On the face of it, it is a regular Romeo-Juliet narrative. Rich upper caste girl meets poor lower caste boy, they fall in love and the upper caste family opposes it. The lovers elope, but social pressures don’t allow their love story to end the way the audience has been gently and powerfully led into wanting. It had all the elements of Bollywood film-making. Great song-and-dance sequences, high-speed shots, a cute hero who played cricket well and was a topper in class—ticking every box of ‘real Bollywood hero’. Except he was not macho. The girl, on the other hand, drove a tractor and did things that are not traditionally feminine in images of popular culture. It took all the elements of Bollywood and turned all the stereotyping on its head. It broke gender biases in the way it was cast and the way the characters and scenes were written. It spoke effortlessly about the ills of caste politics without being didactic. It dealt with complex issues without trivialising them. And it was a blockbuster.

Once I was shooting in Santiniketan, the place where Rabindranath Tagore had established his “ideal university”. On one of my break days, I took a cycle-rickshaw tour around the museums and art galleries in the university area. The rickshaw-puller, a Class 5 dropout, told me everything about Tagore’s poetry, the phase in his life where he took a break from writing to paint and how that contributed to his later poems, his friendship with W.B. Yeats…. How did the dropout know all this? Was he an exception? The answer is simple: in Santiniketan, it’s popular culture.

So, what the “masses” like does not necessarily have to be wrong, stupid and irresponsible. The dumbing-down of popular culture by its creators and blaming it on the so-called lowest common denominator is sinister in its elitist, regressive and lazy stance. Mass culture plays a key role in shaping many aspects of society and it can bring about change and innovation in thinking. A widely used example is Upton Sinclair’s novel The Jungle, which sparked a food revolution in America.

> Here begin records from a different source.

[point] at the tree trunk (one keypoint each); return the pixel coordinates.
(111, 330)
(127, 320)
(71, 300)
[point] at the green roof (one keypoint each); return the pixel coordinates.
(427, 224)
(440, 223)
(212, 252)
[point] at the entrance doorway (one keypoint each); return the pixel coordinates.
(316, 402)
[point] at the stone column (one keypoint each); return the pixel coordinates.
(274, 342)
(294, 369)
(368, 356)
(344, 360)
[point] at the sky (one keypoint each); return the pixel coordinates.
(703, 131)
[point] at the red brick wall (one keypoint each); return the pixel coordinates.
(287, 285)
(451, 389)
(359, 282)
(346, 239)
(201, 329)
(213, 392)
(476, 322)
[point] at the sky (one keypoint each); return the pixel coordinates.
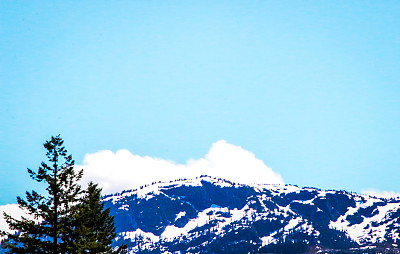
(295, 92)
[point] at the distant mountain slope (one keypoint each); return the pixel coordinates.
(209, 215)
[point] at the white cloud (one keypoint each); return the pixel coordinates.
(123, 170)
(381, 194)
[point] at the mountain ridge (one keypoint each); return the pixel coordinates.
(213, 215)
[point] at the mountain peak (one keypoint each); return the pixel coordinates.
(186, 214)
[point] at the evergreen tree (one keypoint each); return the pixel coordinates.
(51, 226)
(94, 227)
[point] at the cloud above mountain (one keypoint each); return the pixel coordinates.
(122, 170)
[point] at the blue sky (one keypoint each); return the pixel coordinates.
(310, 87)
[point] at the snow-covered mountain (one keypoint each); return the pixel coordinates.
(209, 215)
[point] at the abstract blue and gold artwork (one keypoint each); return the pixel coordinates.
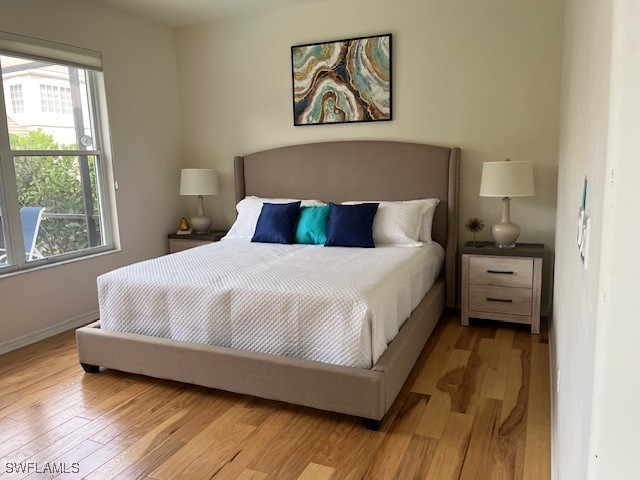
(342, 81)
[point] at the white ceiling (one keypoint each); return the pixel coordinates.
(180, 13)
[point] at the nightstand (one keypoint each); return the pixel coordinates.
(502, 284)
(177, 243)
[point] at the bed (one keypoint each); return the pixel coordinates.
(337, 172)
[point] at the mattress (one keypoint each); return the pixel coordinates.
(334, 305)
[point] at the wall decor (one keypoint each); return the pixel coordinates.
(342, 81)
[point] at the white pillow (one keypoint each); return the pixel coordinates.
(400, 223)
(249, 209)
(427, 218)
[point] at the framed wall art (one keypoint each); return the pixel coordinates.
(342, 81)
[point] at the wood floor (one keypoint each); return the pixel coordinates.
(476, 406)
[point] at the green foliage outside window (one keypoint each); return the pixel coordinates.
(53, 182)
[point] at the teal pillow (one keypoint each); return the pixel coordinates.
(312, 225)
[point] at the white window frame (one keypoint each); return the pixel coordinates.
(17, 98)
(91, 62)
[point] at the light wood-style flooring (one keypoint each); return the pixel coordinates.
(476, 406)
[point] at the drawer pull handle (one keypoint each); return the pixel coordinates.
(504, 300)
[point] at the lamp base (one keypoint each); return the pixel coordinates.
(505, 234)
(201, 224)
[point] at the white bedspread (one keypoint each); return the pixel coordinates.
(334, 305)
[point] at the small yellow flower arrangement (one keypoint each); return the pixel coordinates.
(474, 225)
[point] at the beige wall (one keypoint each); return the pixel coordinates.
(484, 76)
(141, 84)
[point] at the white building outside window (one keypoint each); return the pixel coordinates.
(56, 176)
(17, 102)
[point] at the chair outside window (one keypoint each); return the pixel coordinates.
(30, 218)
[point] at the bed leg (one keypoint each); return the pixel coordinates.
(371, 424)
(90, 368)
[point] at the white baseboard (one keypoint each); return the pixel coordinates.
(48, 332)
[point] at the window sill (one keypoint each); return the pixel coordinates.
(52, 264)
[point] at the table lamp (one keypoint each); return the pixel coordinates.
(506, 179)
(199, 181)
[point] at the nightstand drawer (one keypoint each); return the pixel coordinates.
(180, 245)
(514, 301)
(501, 271)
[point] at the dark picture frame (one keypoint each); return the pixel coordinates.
(342, 81)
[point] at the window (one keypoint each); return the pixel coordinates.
(55, 99)
(53, 169)
(17, 102)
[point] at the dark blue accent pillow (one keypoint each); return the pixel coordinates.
(276, 223)
(351, 225)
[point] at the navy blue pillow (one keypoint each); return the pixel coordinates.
(351, 225)
(276, 223)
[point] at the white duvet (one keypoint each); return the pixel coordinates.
(334, 305)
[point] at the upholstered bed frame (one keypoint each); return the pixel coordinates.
(334, 171)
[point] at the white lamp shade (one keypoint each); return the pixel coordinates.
(199, 181)
(507, 179)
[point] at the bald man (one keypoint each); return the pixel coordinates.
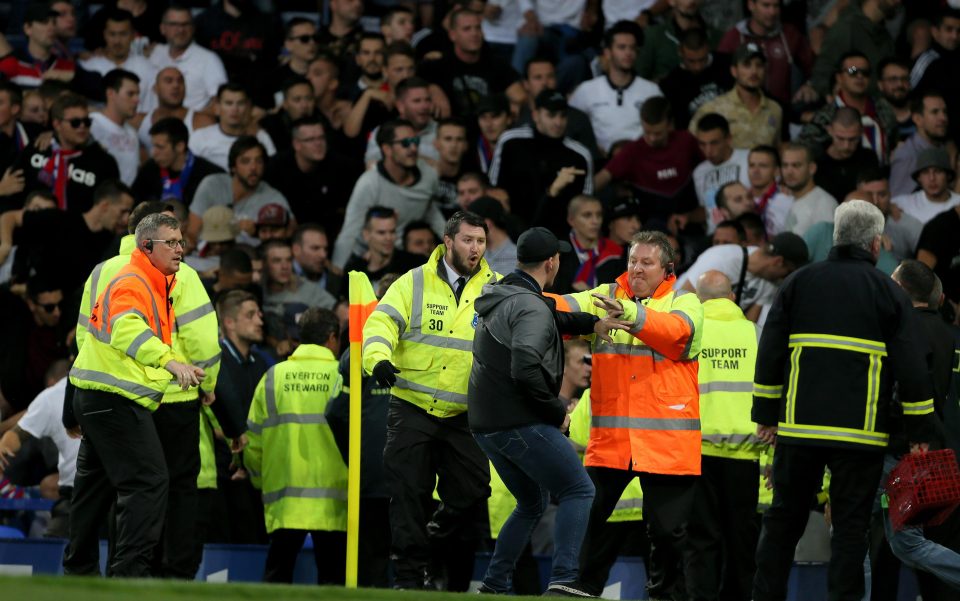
(723, 530)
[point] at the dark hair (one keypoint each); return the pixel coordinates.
(539, 58)
(712, 122)
(111, 190)
(292, 82)
(944, 14)
(721, 196)
(307, 121)
(303, 228)
(144, 209)
(288, 30)
(38, 284)
(242, 145)
(767, 150)
(234, 260)
(620, 28)
(656, 110)
(918, 99)
(378, 212)
(372, 35)
(67, 100)
(13, 90)
(387, 131)
(460, 12)
(872, 174)
(850, 54)
(752, 222)
(410, 83)
(892, 60)
(392, 12)
(694, 39)
(414, 226)
(399, 47)
(452, 228)
(229, 304)
(917, 280)
(231, 86)
(117, 15)
(736, 226)
(318, 325)
(175, 130)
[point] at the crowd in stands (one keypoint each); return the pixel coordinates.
(297, 141)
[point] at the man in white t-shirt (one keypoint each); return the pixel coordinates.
(213, 142)
(935, 176)
(723, 165)
(811, 203)
(118, 34)
(202, 69)
(43, 420)
(613, 101)
(112, 129)
(764, 268)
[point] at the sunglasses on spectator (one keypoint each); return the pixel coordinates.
(172, 244)
(408, 142)
(80, 121)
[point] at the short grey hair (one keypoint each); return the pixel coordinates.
(658, 239)
(147, 228)
(857, 223)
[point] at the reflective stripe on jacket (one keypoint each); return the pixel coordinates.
(130, 331)
(645, 399)
(421, 329)
(195, 334)
(726, 382)
(292, 455)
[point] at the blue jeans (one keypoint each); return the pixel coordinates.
(915, 550)
(534, 462)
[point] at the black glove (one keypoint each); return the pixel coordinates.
(385, 373)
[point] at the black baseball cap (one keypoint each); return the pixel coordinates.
(551, 100)
(791, 247)
(39, 11)
(539, 244)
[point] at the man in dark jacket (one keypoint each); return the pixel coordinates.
(516, 416)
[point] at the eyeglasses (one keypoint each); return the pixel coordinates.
(408, 142)
(80, 121)
(173, 244)
(49, 307)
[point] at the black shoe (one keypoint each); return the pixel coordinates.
(567, 589)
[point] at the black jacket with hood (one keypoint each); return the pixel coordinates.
(518, 356)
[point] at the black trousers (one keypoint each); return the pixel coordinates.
(667, 501)
(120, 459)
(421, 451)
(178, 426)
(723, 531)
(797, 476)
(329, 552)
(373, 560)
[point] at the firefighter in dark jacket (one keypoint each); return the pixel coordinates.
(838, 336)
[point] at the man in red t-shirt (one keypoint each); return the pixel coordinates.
(660, 167)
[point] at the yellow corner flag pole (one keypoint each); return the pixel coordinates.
(362, 303)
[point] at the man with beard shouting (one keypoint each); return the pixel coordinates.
(419, 343)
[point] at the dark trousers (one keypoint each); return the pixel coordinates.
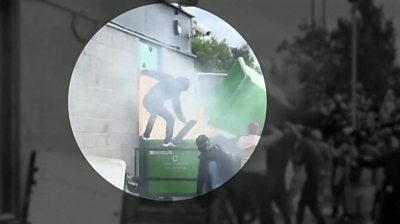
(279, 196)
(166, 115)
(390, 211)
(309, 198)
(203, 181)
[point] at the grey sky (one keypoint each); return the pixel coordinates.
(283, 26)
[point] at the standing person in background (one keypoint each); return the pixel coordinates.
(252, 176)
(309, 157)
(359, 182)
(248, 143)
(278, 157)
(390, 161)
(325, 161)
(203, 176)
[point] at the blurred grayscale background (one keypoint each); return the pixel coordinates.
(333, 68)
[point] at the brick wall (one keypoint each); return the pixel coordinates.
(103, 98)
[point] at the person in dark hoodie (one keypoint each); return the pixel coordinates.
(309, 157)
(168, 88)
(203, 175)
(390, 162)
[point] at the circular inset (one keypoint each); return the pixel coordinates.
(166, 103)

In India, Bollywood and cricket are the dominant forms of popular culture. The music we listen to, the TV programmes we watch, our festival celebrations, fashion icons and trends, and even tourist destinations, are all guided by the popular films. Many countries want to subsidise Bollywood shoots because showcasing their country through Bollywood films brightens the prospects of tourism in those places—the influence of mass culture in shaping people’s tastes and opinions is that deep.

In many ways, mass culture helps the young people understand and construct their identities. It is not only about entertainment. It is about mass identity, education and our notions of a just democratic society where we stop mainstreaming any form of discrimination. Should mass culture then have certain standards and responsibility? Rape is brutal, so is it alright to crack rape jokes? Where most people are dark-skinned and many kids face self-esteem issues because of colourism, should skin colour be ridiculed? Any form of power comes with a great amount of responsibility, else it can get abusive. Popular culture is no different.